Mancini chats with Dave Brailsford (left) and Ed Clancy (right)
Mancini, a keen cyclist himself, was shown behind the scenes by Brailsford to view some of the work that has helped deliver 16 Olympic gold medals over the past two Games, speaking to riders and staff including Olympic champions Jason Kenny, Ed Clancy and Philip Hindes in the track centre.
The former Italian international footballer, who guided City to the Premier League title last season, revealed he regularly enjoys cycling to the club’s Carrington training ground and admitted his own experience has only furthered his respect for the professionals.
“I started to go on a bike four years ago. It’s fantastic. I think these guys they work very hard. This sport is very tough,” Mancini said.
“I have a lot of respect for the cyclists for that. I remember when I started to cycle I understood just how hard they had to work every day and sometimes I wonder how it’s possible they can train for three or four hours every day on the bike.”

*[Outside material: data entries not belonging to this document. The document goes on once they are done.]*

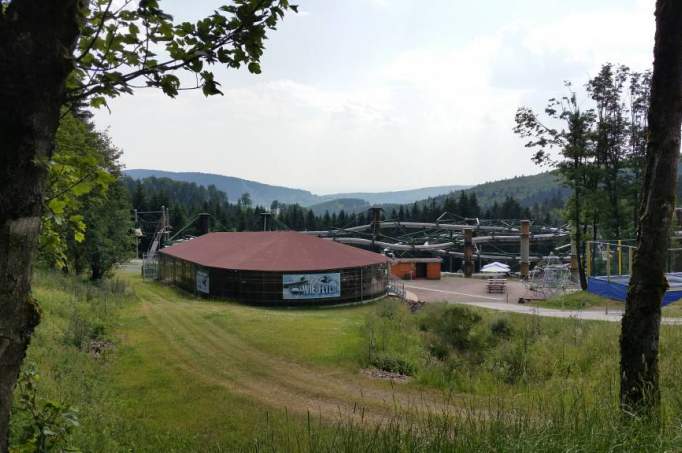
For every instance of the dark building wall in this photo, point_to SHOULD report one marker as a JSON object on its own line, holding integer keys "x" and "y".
{"x": 266, "y": 288}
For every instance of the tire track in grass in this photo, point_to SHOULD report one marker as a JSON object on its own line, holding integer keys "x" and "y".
{"x": 210, "y": 353}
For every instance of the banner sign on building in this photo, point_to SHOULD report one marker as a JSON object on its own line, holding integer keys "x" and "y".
{"x": 311, "y": 286}
{"x": 202, "y": 282}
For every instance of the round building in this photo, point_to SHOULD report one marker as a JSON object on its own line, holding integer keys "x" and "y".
{"x": 274, "y": 268}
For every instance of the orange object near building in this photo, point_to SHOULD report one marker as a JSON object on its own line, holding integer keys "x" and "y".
{"x": 416, "y": 268}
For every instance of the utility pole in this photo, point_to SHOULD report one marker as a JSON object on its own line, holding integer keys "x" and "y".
{"x": 376, "y": 223}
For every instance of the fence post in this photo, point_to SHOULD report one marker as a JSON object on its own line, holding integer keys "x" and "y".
{"x": 620, "y": 258}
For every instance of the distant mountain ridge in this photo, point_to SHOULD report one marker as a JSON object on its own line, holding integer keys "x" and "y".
{"x": 264, "y": 194}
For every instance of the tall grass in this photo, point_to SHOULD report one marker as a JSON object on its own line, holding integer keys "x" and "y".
{"x": 517, "y": 384}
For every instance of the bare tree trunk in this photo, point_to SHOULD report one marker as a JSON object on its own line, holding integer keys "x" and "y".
{"x": 36, "y": 43}
{"x": 639, "y": 389}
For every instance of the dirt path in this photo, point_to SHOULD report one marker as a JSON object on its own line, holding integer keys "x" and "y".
{"x": 216, "y": 355}
{"x": 472, "y": 292}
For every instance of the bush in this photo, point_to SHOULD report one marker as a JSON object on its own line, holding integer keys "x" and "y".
{"x": 83, "y": 329}
{"x": 501, "y": 328}
{"x": 453, "y": 327}
{"x": 394, "y": 364}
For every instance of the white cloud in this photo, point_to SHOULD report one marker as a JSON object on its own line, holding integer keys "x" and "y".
{"x": 428, "y": 115}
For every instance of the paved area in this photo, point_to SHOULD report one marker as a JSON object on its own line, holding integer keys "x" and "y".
{"x": 473, "y": 292}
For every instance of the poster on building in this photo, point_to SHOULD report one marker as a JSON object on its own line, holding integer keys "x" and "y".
{"x": 202, "y": 282}
{"x": 311, "y": 286}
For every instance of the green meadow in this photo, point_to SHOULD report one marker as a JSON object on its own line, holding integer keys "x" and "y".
{"x": 147, "y": 368}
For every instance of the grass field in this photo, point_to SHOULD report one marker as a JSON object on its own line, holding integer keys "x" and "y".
{"x": 184, "y": 374}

Along with Brailsford, the pair then spoke with national print and broadcast media in the Manchester Velodrome, discussing amongst other things the belief that there were elements each could learn from the other and their respective sports.

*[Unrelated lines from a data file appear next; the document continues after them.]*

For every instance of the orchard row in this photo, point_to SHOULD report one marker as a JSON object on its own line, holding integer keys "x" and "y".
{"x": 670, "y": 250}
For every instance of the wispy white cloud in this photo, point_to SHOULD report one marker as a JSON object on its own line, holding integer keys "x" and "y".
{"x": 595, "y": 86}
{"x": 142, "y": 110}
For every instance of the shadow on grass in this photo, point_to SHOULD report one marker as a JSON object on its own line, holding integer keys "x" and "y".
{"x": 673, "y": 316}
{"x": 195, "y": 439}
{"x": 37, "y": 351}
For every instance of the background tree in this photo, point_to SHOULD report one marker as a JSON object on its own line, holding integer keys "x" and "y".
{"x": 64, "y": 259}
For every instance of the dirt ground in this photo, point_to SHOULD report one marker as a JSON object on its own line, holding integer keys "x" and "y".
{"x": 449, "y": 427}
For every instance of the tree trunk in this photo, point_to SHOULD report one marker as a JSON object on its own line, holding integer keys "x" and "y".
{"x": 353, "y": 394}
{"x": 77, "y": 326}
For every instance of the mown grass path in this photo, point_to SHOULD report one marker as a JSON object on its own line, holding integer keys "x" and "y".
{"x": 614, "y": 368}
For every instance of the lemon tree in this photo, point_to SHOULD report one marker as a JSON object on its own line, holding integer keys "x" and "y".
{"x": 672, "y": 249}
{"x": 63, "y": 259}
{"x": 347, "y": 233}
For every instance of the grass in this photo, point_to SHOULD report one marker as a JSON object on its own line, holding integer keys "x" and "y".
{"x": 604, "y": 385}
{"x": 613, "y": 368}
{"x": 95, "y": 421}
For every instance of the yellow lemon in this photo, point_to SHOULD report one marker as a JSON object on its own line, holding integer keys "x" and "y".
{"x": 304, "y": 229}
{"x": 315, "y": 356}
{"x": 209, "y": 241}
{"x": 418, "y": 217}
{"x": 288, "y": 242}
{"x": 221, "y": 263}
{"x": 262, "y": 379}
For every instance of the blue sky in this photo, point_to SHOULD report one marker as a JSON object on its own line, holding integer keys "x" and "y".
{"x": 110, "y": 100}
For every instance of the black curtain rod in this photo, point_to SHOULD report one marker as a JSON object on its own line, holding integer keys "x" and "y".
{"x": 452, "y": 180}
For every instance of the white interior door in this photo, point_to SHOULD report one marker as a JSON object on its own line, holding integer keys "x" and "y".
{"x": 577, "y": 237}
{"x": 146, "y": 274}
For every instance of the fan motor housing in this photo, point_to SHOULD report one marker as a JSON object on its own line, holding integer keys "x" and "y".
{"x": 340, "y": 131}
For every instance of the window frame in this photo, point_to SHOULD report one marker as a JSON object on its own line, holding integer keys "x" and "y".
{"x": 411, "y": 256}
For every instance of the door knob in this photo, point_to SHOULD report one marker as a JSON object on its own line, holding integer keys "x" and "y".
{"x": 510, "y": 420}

“I’m interested in terms of Roberto’s experience of managing different cultures, different types of players, big characters, lots of money,” Brailsford said in reference to his role as Team Sky’s Team Principal.

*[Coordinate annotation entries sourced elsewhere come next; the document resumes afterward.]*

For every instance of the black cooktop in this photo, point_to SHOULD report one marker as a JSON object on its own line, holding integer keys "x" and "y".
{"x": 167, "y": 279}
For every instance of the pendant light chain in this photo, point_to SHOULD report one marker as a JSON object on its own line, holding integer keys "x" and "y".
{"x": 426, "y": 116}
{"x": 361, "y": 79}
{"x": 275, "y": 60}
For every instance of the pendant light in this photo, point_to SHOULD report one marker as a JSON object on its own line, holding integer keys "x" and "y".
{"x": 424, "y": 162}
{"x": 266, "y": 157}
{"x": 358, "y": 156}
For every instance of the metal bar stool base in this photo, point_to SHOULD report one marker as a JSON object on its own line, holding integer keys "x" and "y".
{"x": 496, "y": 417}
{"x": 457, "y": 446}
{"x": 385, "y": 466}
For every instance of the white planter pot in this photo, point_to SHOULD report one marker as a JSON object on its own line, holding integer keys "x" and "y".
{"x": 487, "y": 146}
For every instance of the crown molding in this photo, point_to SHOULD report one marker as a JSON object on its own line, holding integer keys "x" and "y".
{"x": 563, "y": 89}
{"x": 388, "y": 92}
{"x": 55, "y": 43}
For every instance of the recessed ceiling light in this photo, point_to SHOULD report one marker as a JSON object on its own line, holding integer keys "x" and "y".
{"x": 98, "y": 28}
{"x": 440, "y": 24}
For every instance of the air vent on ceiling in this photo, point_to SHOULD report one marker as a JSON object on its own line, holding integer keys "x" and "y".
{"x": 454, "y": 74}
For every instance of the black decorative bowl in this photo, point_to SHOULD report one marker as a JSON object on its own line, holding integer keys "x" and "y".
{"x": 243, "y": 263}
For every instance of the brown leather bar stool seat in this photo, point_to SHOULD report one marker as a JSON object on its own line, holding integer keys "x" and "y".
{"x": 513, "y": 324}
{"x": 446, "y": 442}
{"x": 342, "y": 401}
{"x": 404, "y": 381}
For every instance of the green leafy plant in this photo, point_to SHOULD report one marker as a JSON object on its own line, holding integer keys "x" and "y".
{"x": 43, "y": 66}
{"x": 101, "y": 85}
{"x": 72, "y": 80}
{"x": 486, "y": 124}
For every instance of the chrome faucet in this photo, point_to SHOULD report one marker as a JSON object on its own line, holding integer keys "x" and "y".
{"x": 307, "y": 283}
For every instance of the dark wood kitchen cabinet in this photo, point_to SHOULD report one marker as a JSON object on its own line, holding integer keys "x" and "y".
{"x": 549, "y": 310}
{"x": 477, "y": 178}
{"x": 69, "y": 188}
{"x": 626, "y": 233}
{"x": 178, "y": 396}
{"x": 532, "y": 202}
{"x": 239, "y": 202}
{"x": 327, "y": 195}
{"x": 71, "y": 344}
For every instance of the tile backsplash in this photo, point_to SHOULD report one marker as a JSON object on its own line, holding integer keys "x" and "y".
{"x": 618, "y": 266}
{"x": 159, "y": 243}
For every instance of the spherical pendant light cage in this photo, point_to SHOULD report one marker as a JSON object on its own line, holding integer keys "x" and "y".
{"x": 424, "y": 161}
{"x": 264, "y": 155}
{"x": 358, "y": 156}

“That’s a great skill he has. For me it’s quite new, for two or three years I’ve been doing that. I could learn a lot how to manage the potentially challenging players. It’s very different from a national team where you have what you’ve got.”
When asked about performance analysis, Mancini added: “In football we have improved on this in the last ten years but cycling is still stronger than football in this way.”
He also referred to British Cycling’s use of sports psychology to help riders achieve their goals. “Football is different from cycling, we probably need to work with psychologists more but we don’t.”
Before leaving, Mancini was presented with his own Team Sky jersey, personalised with his name and the colours of the Italian flag.